Afghanistan has always been a simmering pot of tribal violence. Tribal affinities, loyalties and old habits die hard. If the successor Taliban administration is unable to build its credibility, provide effective governance, bring in reforms and control narco-terrorism, it would lead to the demands of tribal regions for a Greater Tajikistan and Pashtunistan, leading to the de facto partition of the country.
The free world appeared to be in deep slumber at the time when Doha talks were deadlocked, the vacuum created by the sudden exit of coalition forces and the Taliban onslaught which followed. Rather than issue calls for more infructuous UNSC meetings and issue communiqués on its future status, it is now time to lay off Afghanistan and allow the Afghans to settle their issues themselves, once and for all.

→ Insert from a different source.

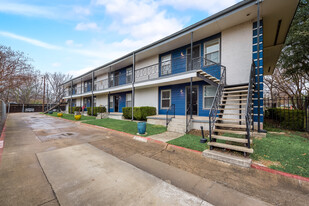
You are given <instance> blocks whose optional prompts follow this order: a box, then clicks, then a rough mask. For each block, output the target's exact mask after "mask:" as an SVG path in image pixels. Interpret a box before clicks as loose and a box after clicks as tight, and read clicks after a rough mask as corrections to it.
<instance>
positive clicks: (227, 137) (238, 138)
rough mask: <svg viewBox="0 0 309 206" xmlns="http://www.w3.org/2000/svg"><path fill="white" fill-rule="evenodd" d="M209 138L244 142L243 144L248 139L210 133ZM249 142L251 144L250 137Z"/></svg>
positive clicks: (239, 141) (245, 143) (246, 140)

As and when the stability is restored, subject to the successor regime’s requirements, an UN-sponsored multi-national development assistance plan for massive reconstruction, civic actions to restore democratic institutions and confidence in the present regime could commence. The restoration of law and order, good governance in both urban and rural areas, capacity building and destruction of poppy cultivation could then follow. At present, the situation in Afghanistan is quite dynamic and the hope of a peaceful Afghanistan is far fetched.